The interior design community embraced LED technology during its infancy, immediately recognizing it as an innovative concept. While the general public has also grasped the concept of energy efficiency within the last decade, the hospitality and F&B industry has yet to justify the upfront capital required to purchase LED technology. What keeps me up at night is that a number of restaurant clients do not understand the long-term benefits of using LED—rather they are driven by shorter term ROIs. In addition, a lot of clients still fear LEDs, thinking they are always cold and can never replace the ambience generated from halogen lamps.

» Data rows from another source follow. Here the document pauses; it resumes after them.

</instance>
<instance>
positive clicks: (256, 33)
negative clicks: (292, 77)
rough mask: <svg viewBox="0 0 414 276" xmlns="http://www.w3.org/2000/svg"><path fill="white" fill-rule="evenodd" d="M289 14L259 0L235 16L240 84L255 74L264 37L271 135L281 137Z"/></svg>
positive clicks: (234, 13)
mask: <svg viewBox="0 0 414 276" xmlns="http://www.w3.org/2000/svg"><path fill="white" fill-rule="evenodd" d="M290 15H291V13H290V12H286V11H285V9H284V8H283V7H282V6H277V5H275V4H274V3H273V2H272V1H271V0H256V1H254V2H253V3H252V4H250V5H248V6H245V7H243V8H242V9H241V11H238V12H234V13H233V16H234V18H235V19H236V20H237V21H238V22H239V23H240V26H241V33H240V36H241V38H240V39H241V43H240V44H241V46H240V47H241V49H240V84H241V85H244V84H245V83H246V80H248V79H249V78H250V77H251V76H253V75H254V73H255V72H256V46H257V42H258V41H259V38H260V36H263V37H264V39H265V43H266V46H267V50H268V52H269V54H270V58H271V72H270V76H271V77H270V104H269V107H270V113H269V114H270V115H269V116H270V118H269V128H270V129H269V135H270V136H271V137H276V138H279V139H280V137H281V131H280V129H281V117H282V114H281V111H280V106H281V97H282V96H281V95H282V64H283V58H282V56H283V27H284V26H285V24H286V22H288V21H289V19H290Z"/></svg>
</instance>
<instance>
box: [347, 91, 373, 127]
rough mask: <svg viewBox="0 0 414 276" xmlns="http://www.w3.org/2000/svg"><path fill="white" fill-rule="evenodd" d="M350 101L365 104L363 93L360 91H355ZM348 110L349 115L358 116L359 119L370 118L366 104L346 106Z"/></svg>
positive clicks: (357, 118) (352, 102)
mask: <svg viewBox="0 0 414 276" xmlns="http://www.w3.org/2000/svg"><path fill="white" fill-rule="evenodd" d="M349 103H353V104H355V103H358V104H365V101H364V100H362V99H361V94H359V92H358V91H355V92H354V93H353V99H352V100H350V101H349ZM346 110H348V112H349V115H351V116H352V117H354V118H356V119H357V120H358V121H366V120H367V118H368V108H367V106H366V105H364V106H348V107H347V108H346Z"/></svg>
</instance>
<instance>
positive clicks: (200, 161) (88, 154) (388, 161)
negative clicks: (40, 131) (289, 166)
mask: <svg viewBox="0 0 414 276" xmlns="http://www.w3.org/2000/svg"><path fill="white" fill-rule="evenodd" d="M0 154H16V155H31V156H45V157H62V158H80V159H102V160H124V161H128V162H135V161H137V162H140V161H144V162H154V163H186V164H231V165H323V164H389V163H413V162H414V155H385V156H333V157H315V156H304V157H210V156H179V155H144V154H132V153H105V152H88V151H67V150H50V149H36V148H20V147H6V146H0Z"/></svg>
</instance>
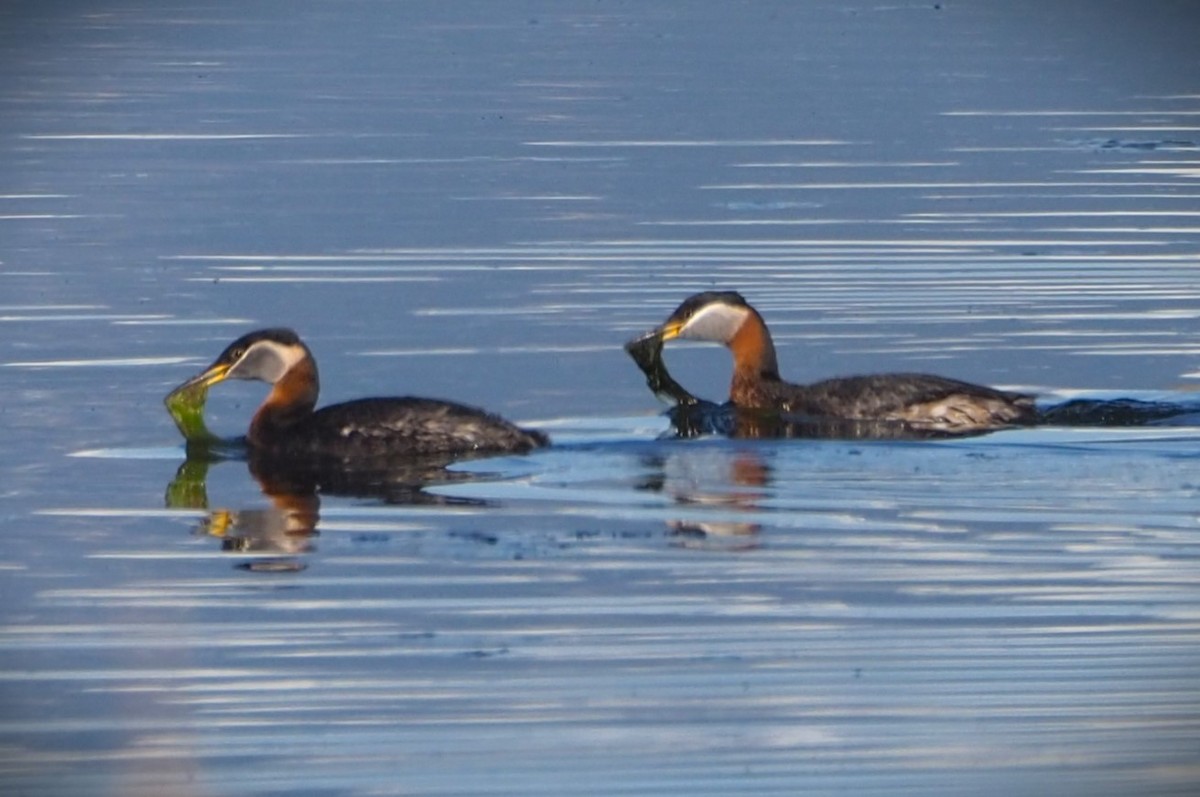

Strategic Market Manager, Commercial Lighting, Northwest Energy Efficiency Alliance

While the adoption rate of LED lighting is soaring, controls have yet to feel the love. Less than 20 percent of installed lighting includes controls of any kind, and that holds true for LED lighting installations. Yet controls, and especially advanced connected lighting controls, are our best option in the lighting world for reducing energy use, reducing dependence on fossil fuel and combating climate change. How can efficiency programs work in synergy with the market to create a world where smart lighting is as common as smart phones?
Building Grid Technologies Sales Manager, Robert Bosch LLC

I think about two issues, both focused on product quality and performance. The first deals with the potential maintenance burden that looms from LED fixtures. While there’s a lot of discussion around the longevity of the LEDs in luminaires, there’s a lack of data around the life of the AC drivers and little awareness that direct current technology can significantly improve the lifespan of an LED fixture. The second deals with how customers evaluate financial considerations. While a quick payback can be one effective means of evaluation, it can also lead to the installation of less robust components that won’t go the distance.